Demnach prognostiziert PwC, dass die weltweiten Umsätze mit Elektronikbauteilen im Jahr 2022 mit einem Umsatzvolumen von auf 575 Milliarden US-$ die zuletzt 2018 aufgestellten Rekordwerte (481 Milliarden US-$) übertreffen sollen. Das durchschnittlichen Jahreswachstum (CAGR) werde dabei bei 4,6% liegen, sagen die Wirtschaftsberater.

Höchste Wachstumsrate bei Chips für den Automobilbau

Die PwC-Studie teilt das Branchenwachstum nach Halbleitertypen (Memory, Microcomponent, OSD, Analog, Logic), Anwendungsbereichen (Automotive, Communications, Industrial, Data Processing, Consumer Electronics) und Regionen (EMEA, Americas, Asia-Pacific) ein. Speziell in Europa soll sich die Automobilindustrie zum Hauptabsatzmarkt für die Halbleiterbranche entwickeln – noch vor dem Geschäft mit Chips für die Datenverarbeitung. dieser Trend ist zwar in Deutschland nicht ungewöhnlich, europaweit hat allerdings in der Regel Tele- und Datenkommunikation einen höheren Stellenwert.

„Diese Entwicklung ist auch für Deutschland als Automobilstandort relevant“, sagt Werner Ballhaus, Partner und Leiter des Bereichs Technologie, Medien und Telekommunikation bei PwC Deutschland. „Die Umsätze mit Halbleitern für den Automobilbereich werden der Studie zufolge mit einer CAGR von 11,9 Prozent am schnellsten wachsen.
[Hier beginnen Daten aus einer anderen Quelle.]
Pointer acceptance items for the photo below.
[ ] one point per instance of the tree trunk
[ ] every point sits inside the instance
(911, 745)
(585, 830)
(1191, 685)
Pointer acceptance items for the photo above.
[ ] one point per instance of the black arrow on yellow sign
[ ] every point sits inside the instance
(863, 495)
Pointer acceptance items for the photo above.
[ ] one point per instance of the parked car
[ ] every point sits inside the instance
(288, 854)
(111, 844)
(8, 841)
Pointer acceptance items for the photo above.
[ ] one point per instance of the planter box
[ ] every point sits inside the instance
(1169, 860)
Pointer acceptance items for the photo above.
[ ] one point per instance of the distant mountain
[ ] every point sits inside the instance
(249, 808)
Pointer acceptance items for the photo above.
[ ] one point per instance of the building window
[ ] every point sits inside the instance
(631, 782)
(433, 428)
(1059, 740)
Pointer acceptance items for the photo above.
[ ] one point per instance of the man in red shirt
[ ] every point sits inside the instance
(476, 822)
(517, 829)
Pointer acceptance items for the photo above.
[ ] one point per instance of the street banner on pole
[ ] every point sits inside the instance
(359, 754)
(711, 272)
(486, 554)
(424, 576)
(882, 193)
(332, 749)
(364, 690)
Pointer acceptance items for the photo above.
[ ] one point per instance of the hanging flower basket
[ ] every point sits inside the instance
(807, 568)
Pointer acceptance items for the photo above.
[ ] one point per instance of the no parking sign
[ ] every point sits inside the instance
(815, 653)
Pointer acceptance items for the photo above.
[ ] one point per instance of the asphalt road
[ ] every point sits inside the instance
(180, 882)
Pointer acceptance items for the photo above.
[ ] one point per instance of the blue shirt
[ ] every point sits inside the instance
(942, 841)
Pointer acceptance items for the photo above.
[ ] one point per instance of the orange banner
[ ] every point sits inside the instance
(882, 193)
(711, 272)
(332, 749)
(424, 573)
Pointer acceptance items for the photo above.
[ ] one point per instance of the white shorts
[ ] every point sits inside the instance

Sehr interessant ist auch, wie dieses Wachstumstempo zustande kommt: zum Beispiel infolge der zunehmenden Implementierung von Künstlicher Intelligenz in Automobilen.“ So benötigten Elektro- und Hybridautos ungefähr doppelt so viele Halbleiter wie herkömmliche Fahrzeuge.

Dringender Nachholbedarf bei europäischen Chipherstellern

Die globalen Umsätze mit Chips zur Unterstützung von KI für alternative Antriebsstränge, Infotainment, ADAS-Fahrerassistenzsysteme, Fahrsicherheit und andere automobile Anwendungen werden bis 2022 auf fast 68 Milliarden Dollar steigen, kündigt die Studie an. Dabei stehe die KI-Entwicklung noch am Anfang.

Marcus Gloger, Partner der internationalen Strategieberatung von PwC, Strategy&, sieht im Chip-Boom allerdings auch ein Warnsignal für die europäische Halbleiterbranche: „Zwar ist sie bei Chips für alternative Antriebe und bei Leistungshalbleitern gut positioniert. Aber bei Halbleitern für KI-Lösungen in beispielsweise autonom fahrenden Automobilen hat sie erheblichen Nachholbedarf.“ Dasselbe gelte für KI-Chips im Consumer-Electronics-Markt, zumal das Marktpotenzial hier noch größer als im Automobilbereich ist.

Politische Förderung zur Aufholjagd gefordert

„Wenn die europäischen Chiphersteller zukunftsfähig bleiben wollen, müssen sie in beiden Bereichen deutlich zulegen“, sagt Gloger. Angesichts dessen appellieren die PwC-Experten auch an die Politik, die Entwicklung von KI allgemein und die europäische Halbleiterleiterbranche im Speziellen stärker zu fördern. „Die große Frage ist nun, wie sich die europäische Politik und Wirtschaft hinsichtlich der immer wichtiger werdenden Künstlichen Intelligenz positionieren wollen, damit Europa nicht den technologischen Anschluss verliert“

Dafür spräche auch, dass global bedeutsame ‚Leuchtturm‘-Unternehmen für die europäische Wirtschaft immens wichtig wären. Zumal von anderen Weltregionen ausgehende Cyber-Spionage auch über Halbleiter zunehmen könnte. „Wobei auch diese Gefahr mit KI-Chips für Cybersecurity beträchtlich reduziert werden könnte“, sagt Werner Ballhaus. „Cybercrime ist also nicht nur ein Risiko für die Wirtschaft, sondern für Chiphersteller auch eine Chance.“

Stärkstes Wachstum vorerst weiter in Asien und den USA

Der Aufruf zu politischer Intervention kommt auch mit Blick auf den Umstand, dass die europäische Halbleiterbranche in seiner Wachstumsrate deutlich hinter den USA und China zurückliegen soll: Der PwC-Studie zufolge werden die Halbleiter-Umsätze in der Region Asia-Pacific bis 2022 am stärksten wachsen – mit durchschnittlich 4,8% pro Jahr. Der US-Markt kommt auf ein CAGR von 4,3%. Europa kommt lediglich auf 3,5% Wachstum.

Neben dem Automobilbereich sind aus der industriellen Produktion, aus dem Gesundheitswesen und aus dem Sicherheitsbereich hohe Nachfragezuwächse nach Halbleitern aller Arten zu erwarten. Und auch in diesen Bereichen hängt der Chip-Boom mit der zunehmenden Verbreitung von KI-Lösungen zusammen.